Introduction : Transsphenoidal surgery is the gold standard for treating most pituitary tumors and can be performed using microscopic (MTS) or endoscopic (ETS) approaches. We compared the economic burden and cost-effectiveness of the two approaches. Methods : Retrospective review of patients with pituitary adenomas (2007-2013) undergoing surgical resection at our institution and corresponding in-patient hospital cost. Results : Of 192 patients (median age=47.2; females=54.2%), ninety (46.8%) underwent ETS while 102 (53.2%) underwent MTS. All ETS were done with OHNS assistance while MTS were done solely by neurosurgeons. Temporal trends revealed a gradual increase in the number of endoscopic surgeries, with 4.43 more cases every year (R-square=0.88, p=0.002), while there was a gradual decline in the number of microscopic surgeries by 1.2 cases per year (R-square=0.35, p=0.032). Tumor characteristics were similar between both cohorts. The endoscopic cohort had lower total in-patient hospital costs compared to the microscopic cohort ($26,805 versus $37,371, p=0.001).

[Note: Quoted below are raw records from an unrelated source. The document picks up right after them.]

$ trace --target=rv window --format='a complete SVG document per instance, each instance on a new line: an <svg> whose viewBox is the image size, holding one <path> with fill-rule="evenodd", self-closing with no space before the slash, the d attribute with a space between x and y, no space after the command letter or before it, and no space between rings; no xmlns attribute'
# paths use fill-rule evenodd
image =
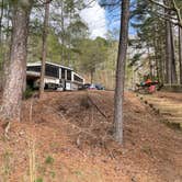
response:
<svg viewBox="0 0 182 182"><path fill-rule="evenodd" d="M83 82L83 79L76 76L76 75L73 75L73 80L77 81L77 82L81 82L81 83Z"/></svg>
<svg viewBox="0 0 182 182"><path fill-rule="evenodd" d="M46 65L45 75L48 77L59 78L59 68L53 65Z"/></svg>
<svg viewBox="0 0 182 182"><path fill-rule="evenodd" d="M67 70L67 80L71 80L71 70Z"/></svg>
<svg viewBox="0 0 182 182"><path fill-rule="evenodd" d="M41 72L41 66L27 66L27 71Z"/></svg>

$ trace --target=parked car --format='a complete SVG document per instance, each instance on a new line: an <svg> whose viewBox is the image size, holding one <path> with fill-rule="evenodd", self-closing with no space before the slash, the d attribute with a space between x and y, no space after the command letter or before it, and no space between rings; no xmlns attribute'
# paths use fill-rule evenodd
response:
<svg viewBox="0 0 182 182"><path fill-rule="evenodd" d="M88 89L89 90L96 90L96 87L95 87L95 84L92 83Z"/></svg>
<svg viewBox="0 0 182 182"><path fill-rule="evenodd" d="M89 89L90 86L91 86L90 83L86 83L86 84L79 86L78 90L86 90L86 89Z"/></svg>
<svg viewBox="0 0 182 182"><path fill-rule="evenodd" d="M98 90L105 90L105 88L104 88L102 84L100 84L100 83L96 83L96 84L95 84L95 88L96 88Z"/></svg>

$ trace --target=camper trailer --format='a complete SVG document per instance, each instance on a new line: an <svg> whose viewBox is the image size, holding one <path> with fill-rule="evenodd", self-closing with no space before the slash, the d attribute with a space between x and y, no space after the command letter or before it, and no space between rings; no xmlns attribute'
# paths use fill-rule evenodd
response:
<svg viewBox="0 0 182 182"><path fill-rule="evenodd" d="M30 62L26 66L26 82L34 89L39 86L41 66L41 62ZM78 90L84 79L72 68L46 61L44 83L45 89Z"/></svg>

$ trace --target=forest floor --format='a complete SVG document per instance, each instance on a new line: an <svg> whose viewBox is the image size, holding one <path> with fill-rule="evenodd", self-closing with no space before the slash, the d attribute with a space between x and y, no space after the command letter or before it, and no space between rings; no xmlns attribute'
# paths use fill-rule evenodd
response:
<svg viewBox="0 0 182 182"><path fill-rule="evenodd" d="M182 132L132 92L124 106L120 146L112 137L111 91L47 92L24 101L22 123L12 123L8 137L1 122L0 182L181 182Z"/></svg>

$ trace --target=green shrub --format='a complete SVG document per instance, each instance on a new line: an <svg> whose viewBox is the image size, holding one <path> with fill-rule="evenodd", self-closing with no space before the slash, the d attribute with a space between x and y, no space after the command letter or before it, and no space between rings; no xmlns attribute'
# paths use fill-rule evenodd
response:
<svg viewBox="0 0 182 182"><path fill-rule="evenodd" d="M42 179L42 178L38 178L38 179L36 179L35 182L43 182L43 179Z"/></svg>

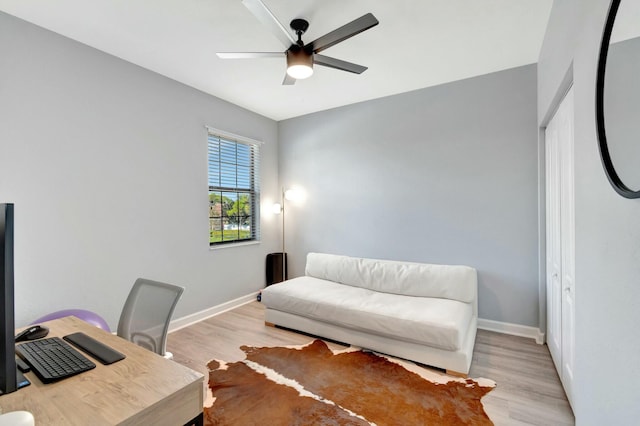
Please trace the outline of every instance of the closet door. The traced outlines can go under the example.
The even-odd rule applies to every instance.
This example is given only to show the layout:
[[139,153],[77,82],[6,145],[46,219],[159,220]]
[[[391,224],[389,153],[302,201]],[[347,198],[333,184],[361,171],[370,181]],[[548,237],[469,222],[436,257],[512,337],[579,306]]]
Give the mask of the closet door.
[[547,166],[547,344],[569,401],[575,360],[573,89],[545,132]]

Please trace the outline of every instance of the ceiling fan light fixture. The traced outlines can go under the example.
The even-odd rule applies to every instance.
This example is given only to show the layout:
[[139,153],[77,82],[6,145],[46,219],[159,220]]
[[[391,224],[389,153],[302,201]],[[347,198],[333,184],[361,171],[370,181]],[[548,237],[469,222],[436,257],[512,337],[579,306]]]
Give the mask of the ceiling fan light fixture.
[[311,77],[313,74],[313,54],[304,49],[287,50],[287,74],[296,80]]

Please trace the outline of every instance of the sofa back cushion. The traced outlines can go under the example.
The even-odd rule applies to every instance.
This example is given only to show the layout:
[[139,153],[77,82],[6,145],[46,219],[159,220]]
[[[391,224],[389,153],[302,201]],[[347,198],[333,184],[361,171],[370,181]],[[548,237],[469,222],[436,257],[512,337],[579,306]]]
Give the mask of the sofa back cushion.
[[354,287],[405,296],[476,300],[476,270],[461,265],[431,265],[309,253],[305,274]]

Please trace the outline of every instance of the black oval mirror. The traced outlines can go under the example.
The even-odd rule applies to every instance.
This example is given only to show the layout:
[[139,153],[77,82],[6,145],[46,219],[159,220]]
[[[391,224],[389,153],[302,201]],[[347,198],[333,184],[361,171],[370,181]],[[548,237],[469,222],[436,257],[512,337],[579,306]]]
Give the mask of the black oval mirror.
[[[635,8],[635,10],[634,10]],[[600,157],[609,182],[640,198],[640,2],[612,0],[596,82]]]

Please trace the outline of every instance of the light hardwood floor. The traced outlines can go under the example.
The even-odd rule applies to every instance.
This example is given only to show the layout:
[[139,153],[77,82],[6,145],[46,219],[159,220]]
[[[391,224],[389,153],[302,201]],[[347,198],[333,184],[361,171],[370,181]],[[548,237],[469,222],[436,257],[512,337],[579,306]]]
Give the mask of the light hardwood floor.
[[[206,385],[207,363],[244,359],[242,345],[300,345],[312,339],[265,326],[263,305],[251,302],[169,334],[167,350],[176,362],[202,372]],[[343,347],[332,342],[329,346]],[[482,400],[496,425],[574,424],[549,350],[533,339],[478,330],[469,377],[497,383]]]

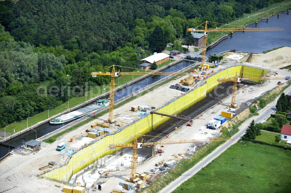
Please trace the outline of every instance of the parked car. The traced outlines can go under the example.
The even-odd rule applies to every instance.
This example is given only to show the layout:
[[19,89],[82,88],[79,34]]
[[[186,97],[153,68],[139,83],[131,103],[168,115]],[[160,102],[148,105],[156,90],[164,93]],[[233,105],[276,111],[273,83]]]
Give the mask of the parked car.
[[213,130],[215,130],[216,129],[216,128],[214,127],[212,127],[212,126],[207,126],[206,128],[207,129],[212,129]]
[[58,145],[56,150],[57,151],[60,151],[64,149],[67,147],[67,145],[65,143],[61,143]]
[[227,111],[229,112],[230,112],[231,113],[235,113],[235,109],[234,108],[230,108],[228,109],[228,110]]

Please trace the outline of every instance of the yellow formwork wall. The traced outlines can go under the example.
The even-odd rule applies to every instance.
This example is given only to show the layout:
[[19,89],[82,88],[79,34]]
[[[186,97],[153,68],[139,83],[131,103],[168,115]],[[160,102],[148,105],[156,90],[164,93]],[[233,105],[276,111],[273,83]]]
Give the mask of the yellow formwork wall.
[[[264,76],[269,72],[268,71],[262,70],[249,66],[244,66],[243,78],[258,78]],[[252,82],[260,82],[260,80],[252,80]]]
[[[249,72],[261,75],[262,72],[261,69],[254,70],[252,68],[244,67],[244,77],[253,77],[251,76],[253,75],[253,74],[249,74]],[[231,67],[214,75],[207,79],[205,84],[159,109],[157,112],[169,114],[179,114],[205,97],[207,92],[219,84],[217,81],[219,78],[233,77],[236,72],[241,74],[242,69],[242,66]],[[244,73],[245,72],[248,73]],[[73,174],[105,155],[112,153],[113,151],[110,150],[108,147],[110,144],[129,143],[132,141],[135,134],[148,133],[166,122],[169,118],[151,114],[118,133],[106,136],[92,145],[79,150],[72,156],[66,165],[53,170],[43,175],[56,180],[68,181]]]

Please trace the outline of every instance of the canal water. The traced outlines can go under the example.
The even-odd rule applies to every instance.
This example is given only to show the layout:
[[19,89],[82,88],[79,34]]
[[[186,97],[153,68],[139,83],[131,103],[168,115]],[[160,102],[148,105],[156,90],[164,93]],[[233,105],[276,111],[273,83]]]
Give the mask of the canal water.
[[[189,61],[182,61],[173,65],[172,67],[165,68],[161,71],[171,72],[177,72],[185,67],[189,66],[193,63],[194,62]],[[116,102],[118,100],[119,100],[124,97],[130,95],[137,91],[146,86],[147,85],[157,82],[168,76],[168,75],[150,75],[147,77],[147,79],[143,79],[133,83],[116,92],[114,96],[114,101]],[[108,98],[108,96],[107,96],[106,98]],[[65,125],[70,122],[66,123],[63,124],[63,125]],[[54,125],[50,125],[48,122],[46,123],[35,129],[35,131],[31,130],[21,134],[19,136],[12,138],[6,143],[7,145],[0,145],[0,158],[5,155],[8,153],[8,150],[11,150],[13,148],[11,147],[9,147],[9,145],[17,147],[22,145],[22,140],[27,141],[31,139],[35,139],[56,130],[63,126],[62,124]]]
[[[254,24],[249,25],[247,27],[255,27]],[[276,47],[291,46],[291,15],[281,13],[278,18],[276,15],[270,17],[267,23],[265,20],[259,21],[257,27],[283,28],[284,30],[235,32],[232,37],[228,36],[227,38],[210,49],[207,52],[206,55],[211,52],[219,53],[234,49],[235,49],[237,51],[261,53]],[[185,66],[187,67],[191,64],[191,62],[183,62],[162,71],[171,72],[173,71],[177,72],[184,68]],[[116,93],[115,100],[116,101],[118,99],[119,100],[130,94],[147,85],[155,82],[168,75],[152,75],[147,78],[147,80],[144,79],[133,83]],[[35,129],[36,131],[36,138],[40,137],[62,126],[62,124],[52,125],[50,125],[48,123],[44,124]],[[27,141],[35,139],[36,134],[36,132],[31,130],[10,140],[8,143],[14,146],[18,146],[21,144],[22,140]],[[13,148],[10,147],[9,150],[11,150],[11,148]],[[0,145],[0,157],[6,154],[8,151],[8,146]]]
[[281,13],[270,17],[267,23],[265,20],[246,26],[248,28],[283,28],[283,31],[236,32],[227,38],[210,49],[206,52],[219,53],[235,49],[236,51],[262,53],[263,51],[281,46],[291,46],[291,14]]

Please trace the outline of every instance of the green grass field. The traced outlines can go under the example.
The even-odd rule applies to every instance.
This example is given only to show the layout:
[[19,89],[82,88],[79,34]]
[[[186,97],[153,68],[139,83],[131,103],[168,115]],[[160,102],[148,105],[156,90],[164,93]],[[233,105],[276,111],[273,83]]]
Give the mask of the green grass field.
[[290,145],[285,145],[286,142],[281,141],[280,143],[276,143],[275,141],[276,139],[276,136],[280,136],[280,134],[276,134],[274,133],[269,133],[263,131],[261,131],[261,135],[257,136],[255,138],[256,141],[259,141],[262,142],[268,143],[270,144],[274,144],[278,145],[282,145],[285,147],[290,147]]
[[173,192],[290,192],[290,157],[291,151],[239,142]]

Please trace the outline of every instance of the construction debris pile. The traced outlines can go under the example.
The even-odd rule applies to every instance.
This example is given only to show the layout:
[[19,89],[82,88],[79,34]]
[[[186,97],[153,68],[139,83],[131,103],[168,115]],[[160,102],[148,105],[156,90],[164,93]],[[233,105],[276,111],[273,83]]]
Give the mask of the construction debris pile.
[[88,132],[87,136],[88,137],[95,139],[97,137],[101,136],[105,133],[109,133],[111,130],[109,128],[97,126],[90,129],[90,131]]

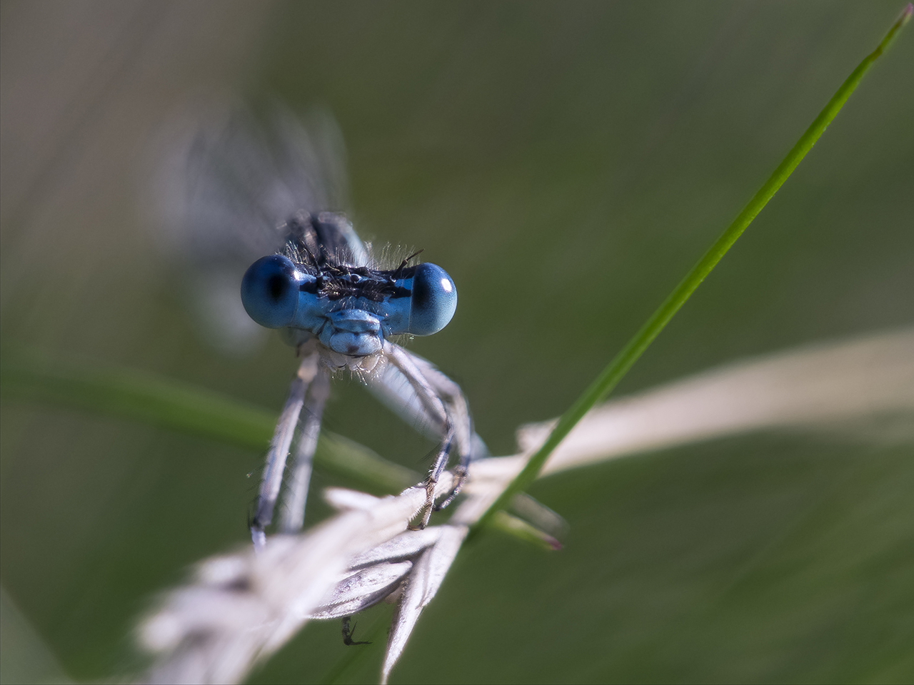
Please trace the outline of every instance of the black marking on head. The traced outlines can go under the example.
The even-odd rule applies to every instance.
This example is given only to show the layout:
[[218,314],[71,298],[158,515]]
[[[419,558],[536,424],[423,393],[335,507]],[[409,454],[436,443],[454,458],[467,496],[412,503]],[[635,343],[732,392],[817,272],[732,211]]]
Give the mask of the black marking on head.
[[417,310],[424,309],[431,303],[432,292],[425,279],[416,279],[412,281],[412,306]]
[[284,274],[273,274],[267,281],[267,290],[273,302],[280,301],[289,290],[289,279]]

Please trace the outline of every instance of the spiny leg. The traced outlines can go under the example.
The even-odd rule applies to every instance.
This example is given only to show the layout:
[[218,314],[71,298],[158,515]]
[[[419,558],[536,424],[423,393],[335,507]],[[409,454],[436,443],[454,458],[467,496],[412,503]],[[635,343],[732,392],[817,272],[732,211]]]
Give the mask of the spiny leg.
[[[406,353],[409,354],[416,366],[425,376],[429,385],[435,391],[438,398],[444,405],[445,411],[447,412],[448,417],[454,427],[454,435],[457,442],[457,454],[460,457],[460,461],[454,469],[454,475],[457,476],[457,482],[451,490],[451,494],[447,498],[435,505],[434,511],[441,511],[442,509],[447,507],[451,502],[454,501],[454,498],[460,494],[461,490],[463,487],[463,483],[466,481],[467,474],[469,473],[470,462],[474,458],[474,437],[475,431],[473,427],[473,416],[470,415],[470,408],[467,406],[466,398],[463,396],[463,391],[460,389],[460,385],[454,383],[452,380],[448,378],[444,374],[442,374],[434,364],[430,363],[426,359],[422,359],[416,354],[411,354],[410,353]],[[484,445],[479,440],[482,448],[484,451]]]
[[304,416],[301,420],[294,463],[289,479],[289,494],[285,498],[280,517],[280,530],[282,532],[298,532],[304,525],[308,483],[311,481],[314,450],[317,448],[317,436],[321,432],[321,417],[329,395],[330,374],[326,369],[320,369],[306,395]]
[[438,395],[434,387],[429,383],[425,374],[420,370],[412,355],[392,342],[385,342],[384,353],[389,362],[403,374],[409,382],[409,385],[412,385],[419,401],[422,404],[426,412],[438,418],[444,428],[444,435],[441,437],[441,448],[439,450],[438,456],[435,458],[435,461],[431,465],[429,475],[425,480],[425,504],[420,511],[419,515],[420,519],[417,526],[417,528],[421,529],[428,525],[429,519],[431,517],[431,511],[434,509],[435,485],[437,485],[438,480],[447,467],[448,458],[453,448],[455,437],[454,427],[444,403]]
[[280,494],[280,487],[282,485],[289,447],[292,445],[292,434],[304,404],[304,394],[317,374],[318,353],[313,342],[309,341],[303,345],[302,364],[289,386],[289,396],[286,398],[285,406],[282,407],[282,413],[280,414],[276,429],[273,431],[273,438],[270,442],[266,468],[263,469],[260,491],[257,498],[257,511],[250,523],[250,537],[254,542],[255,550],[262,549],[266,544],[267,537],[263,531],[273,518],[273,509]]

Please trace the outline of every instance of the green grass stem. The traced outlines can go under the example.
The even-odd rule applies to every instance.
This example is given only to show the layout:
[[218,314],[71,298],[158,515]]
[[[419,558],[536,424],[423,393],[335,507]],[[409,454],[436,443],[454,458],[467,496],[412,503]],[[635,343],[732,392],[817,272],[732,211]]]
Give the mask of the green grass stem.
[[474,530],[480,530],[484,525],[490,523],[495,511],[505,509],[511,501],[512,498],[523,490],[526,490],[539,475],[540,469],[546,463],[547,458],[552,451],[558,446],[565,437],[571,431],[577,423],[598,402],[603,400],[618,385],[619,381],[628,373],[632,365],[638,361],[638,358],[644,353],[654,339],[657,337],[661,331],[669,323],[670,320],[686,303],[696,289],[717,266],[717,262],[727,254],[727,251],[742,235],[743,231],[752,223],[752,220],[761,211],[768,201],[774,196],[778,189],[790,177],[791,174],[797,167],[806,153],[813,148],[815,142],[825,132],[828,124],[837,116],[844,107],[845,102],[856,90],[863,77],[869,71],[876,60],[888,47],[895,39],[898,31],[908,23],[914,12],[914,6],[910,3],[902,11],[900,16],[892,27],[886,34],[886,37],[879,43],[878,47],[872,53],[867,55],[857,66],[846,80],[841,85],[837,92],[825,105],[824,109],[813,121],[806,132],[800,136],[800,140],[791,148],[791,151],[784,157],[783,161],[778,164],[771,177],[762,184],[752,199],[737,216],[727,230],[718,237],[692,269],[686,275],[679,284],[673,290],[673,292],[664,300],[657,310],[651,315],[643,326],[632,337],[622,351],[610,362],[609,365],[594,379],[581,395],[575,400],[574,404],[558,419],[556,427],[552,429],[549,437],[543,443],[542,447],[530,458],[524,469],[517,474],[514,480],[508,485],[499,498],[493,503],[489,510],[476,523]]

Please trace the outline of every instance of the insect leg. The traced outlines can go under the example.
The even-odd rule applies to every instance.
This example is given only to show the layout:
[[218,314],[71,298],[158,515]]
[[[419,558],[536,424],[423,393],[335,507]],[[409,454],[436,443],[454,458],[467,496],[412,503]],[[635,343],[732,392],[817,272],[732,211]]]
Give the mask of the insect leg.
[[[441,448],[438,451],[429,475],[425,479],[426,501],[420,513],[419,528],[425,528],[429,523],[429,518],[435,504],[435,485],[441,478],[441,472],[447,467],[448,458],[453,448],[456,431],[452,420],[452,416],[434,386],[429,382],[425,374],[420,370],[414,361],[413,355],[406,350],[392,342],[385,342],[384,353],[388,360],[397,367],[397,369],[406,377],[416,393],[416,396],[421,403],[426,413],[436,418],[443,428],[441,436]],[[423,360],[424,361],[424,360]]]
[[298,416],[304,404],[304,394],[317,374],[318,353],[316,347],[306,343],[306,351],[298,373],[289,386],[289,396],[280,414],[279,422],[273,431],[273,438],[267,452],[267,464],[260,480],[260,491],[257,498],[257,511],[250,523],[250,536],[254,549],[261,549],[267,542],[264,529],[273,518],[273,508],[282,484],[286,458],[292,445],[292,434],[298,424]]
[[304,410],[295,448],[292,476],[289,479],[289,494],[286,496],[280,517],[282,532],[297,532],[304,525],[304,505],[308,500],[308,483],[311,481],[312,463],[317,448],[317,436],[321,432],[324,406],[330,395],[330,374],[320,369],[308,388]]

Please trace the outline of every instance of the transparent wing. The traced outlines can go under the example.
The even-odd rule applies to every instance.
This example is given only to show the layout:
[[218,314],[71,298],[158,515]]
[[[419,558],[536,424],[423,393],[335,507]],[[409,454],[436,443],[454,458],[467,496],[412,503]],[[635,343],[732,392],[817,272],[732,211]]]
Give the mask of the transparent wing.
[[[182,274],[202,337],[243,353],[266,333],[241,306],[241,277],[282,248],[291,216],[345,206],[342,136],[324,111],[303,124],[278,105],[260,115],[222,108],[176,118],[156,148],[156,242]],[[345,237],[364,255],[351,228]]]

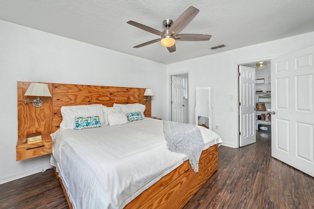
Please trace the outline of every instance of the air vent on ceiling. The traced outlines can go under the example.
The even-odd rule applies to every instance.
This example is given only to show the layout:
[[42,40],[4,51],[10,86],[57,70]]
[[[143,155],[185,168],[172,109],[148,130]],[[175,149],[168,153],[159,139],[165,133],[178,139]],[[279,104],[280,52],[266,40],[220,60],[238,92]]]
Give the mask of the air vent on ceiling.
[[222,47],[225,47],[225,44],[220,44],[220,45],[215,46],[214,47],[210,47],[212,50],[215,50],[216,49],[221,48]]

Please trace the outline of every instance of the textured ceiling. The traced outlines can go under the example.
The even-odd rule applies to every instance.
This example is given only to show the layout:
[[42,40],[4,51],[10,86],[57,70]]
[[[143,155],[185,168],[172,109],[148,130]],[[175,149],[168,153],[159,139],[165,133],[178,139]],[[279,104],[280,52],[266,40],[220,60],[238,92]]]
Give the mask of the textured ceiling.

Categorical analysis revealed that ETS patients had lower room/board ($7,328.48 versus $9,866.27, p=0.01) and operative costs ($7,035.27 versus $9,129.61, p=0.02) than MTS patients, while cost associated with labs, imaging, in-hospital pharmacy, pathology or any inpatient treatments were similar in both groups. Postoperatively, the endoscopic cohort had shorter hospital stays versus microscopic patients (2.1 days versus 2.8 days; p=0.02). Progression-free survival (4.6 years vs 4.1 years, p=0.04) and QALY scores (3.7 vs 3.21, p=0.026) were significantly better for endoscopic patients than microscopic patients. The incremental cost per QALY was $21,563 lower for the endoscopic approach. Conclusion : ETS was associated with lower hospital costs despite involving dual specialty co-surgeries, shorter stay in the hospital, and better QALY scores and progression-free survival. Multi-institutional validation of these findings could offer valuable information to centers considering transitioning to endoscopic approaches and could justify multidisciplinary co-surgeries to insurance payors who may inaccurately perceive these procedures to be costlier.